If we bought a stock, it means:
- Our in-depth research showed it to be a high-quality business
- We couldn’t “kill” the business (i.e., we think it’ll survive the worst case scenario)
- It’s at a good price after given our valuation and accounting for potential risks and a large safety margin
We put businesses we couldn’t kill but that are too highly priced on a waiting list until they reach our target price.
Purchasing a stock is just the beginning for us. We continue to further reduce your risk of investing in the new purchase through the next two steps of the investment process.
We treat purchased stocks as if we were looking at them for the first time.

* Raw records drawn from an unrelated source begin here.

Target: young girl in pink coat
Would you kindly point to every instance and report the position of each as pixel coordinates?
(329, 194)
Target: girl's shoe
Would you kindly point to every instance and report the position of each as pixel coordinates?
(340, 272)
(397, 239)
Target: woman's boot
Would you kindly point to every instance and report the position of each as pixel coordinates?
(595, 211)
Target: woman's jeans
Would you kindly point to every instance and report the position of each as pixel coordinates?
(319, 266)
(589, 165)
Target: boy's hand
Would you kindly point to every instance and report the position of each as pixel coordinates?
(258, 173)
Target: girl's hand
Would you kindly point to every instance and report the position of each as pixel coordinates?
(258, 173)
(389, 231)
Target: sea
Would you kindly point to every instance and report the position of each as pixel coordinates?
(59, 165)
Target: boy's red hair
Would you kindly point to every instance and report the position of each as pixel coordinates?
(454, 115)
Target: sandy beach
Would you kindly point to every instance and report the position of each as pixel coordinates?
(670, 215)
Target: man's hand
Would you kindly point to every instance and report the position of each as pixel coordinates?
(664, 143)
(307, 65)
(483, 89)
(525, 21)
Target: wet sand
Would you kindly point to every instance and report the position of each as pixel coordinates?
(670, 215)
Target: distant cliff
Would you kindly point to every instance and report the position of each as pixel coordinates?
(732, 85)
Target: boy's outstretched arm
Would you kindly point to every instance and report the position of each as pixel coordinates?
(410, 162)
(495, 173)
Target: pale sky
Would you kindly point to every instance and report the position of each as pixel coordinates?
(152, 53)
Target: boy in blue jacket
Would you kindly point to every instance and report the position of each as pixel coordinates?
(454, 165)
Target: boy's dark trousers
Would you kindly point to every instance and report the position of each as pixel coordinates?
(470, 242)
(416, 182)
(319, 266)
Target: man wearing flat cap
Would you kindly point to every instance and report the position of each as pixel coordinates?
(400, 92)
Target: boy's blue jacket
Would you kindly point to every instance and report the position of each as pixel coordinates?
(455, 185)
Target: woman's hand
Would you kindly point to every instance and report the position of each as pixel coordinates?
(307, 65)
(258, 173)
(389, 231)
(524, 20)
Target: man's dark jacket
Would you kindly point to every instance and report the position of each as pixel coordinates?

We continue to research the company, build and update our models, and try to “kill” the business. If new information causes us to revalue the stock, we make sure it’s still a good investment for your portfolio.
And we sell the stock with no hesitation if new research shows that it’s no longer a great investment.
We then sell for one of 3 reasons:
- A stock reached its full potential.
Since stock valuation is more art than science, we avoid emotional decisions by selling half once it reaches the bottom of our target range, and the other half when it crosses the top of the range.
- We found a better stock (that offers higher risk-adjusted returns).
- Something went wrong.
We continuously re-evaluate our portfolio. If we discover that the assumptions in our valuation of the business were off (or something unexpected happened) such that it’s no longer a good purchase, we get rid of it without hesitation.